В зал быстрыми шагами вошел дворцовый надзиратель. Его лицо сияло радостью. Он объявил:
— Да будет известно великому повелителю, что богохульник и возмутитель спокойствия Ходжа Насреддин пойман и приведен во дворец!
Сразу же вслед за этими словами широко раскрылись ореховые резные двери. Стражники, торжествующе громыхая оружием, ввели горбоносого седобородого старика в женской одежде и повергли его на ковры перед троном.

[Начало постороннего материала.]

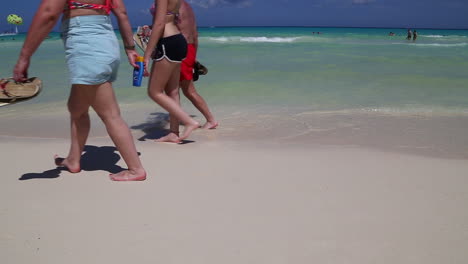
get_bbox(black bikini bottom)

Ходжа Насреддин похолодел, стены дворца словно бы покачнулись перед его глазами, лица придворных окутались зеленоватым туманом…
ГЛАВА ДВАДЦАТЬ ШЕСТАЯ
Багдадский мудрец, подлинный Гуссейн Гуслия, попался у самых ворот, за которыми уже видел он сквозь свое покрывало поля и дороги, разбегающиеся в разные стороны; каждая из них обещала ему избавление от страшной казни.
Но стражники, охранявшие в этот час городские ворота, окликнули:
— Куда едешь ты, женщина?
Мудрец ответил голосом молодого осипшего петуха:
— Я тороплюсь домой к мужу. Пропустите меня, доблестные воины.
Стражники переглянулись — голос показался им подозрительным. Один из них взял под узцы верблюда.
— Где ты живешь?
— Вот здесь, неподалеку, — ответил мудрец еще тоньше. Но при этом чрезмерно задержал воздух в гортани и закашлялся с ужасным хрипом и одышкой.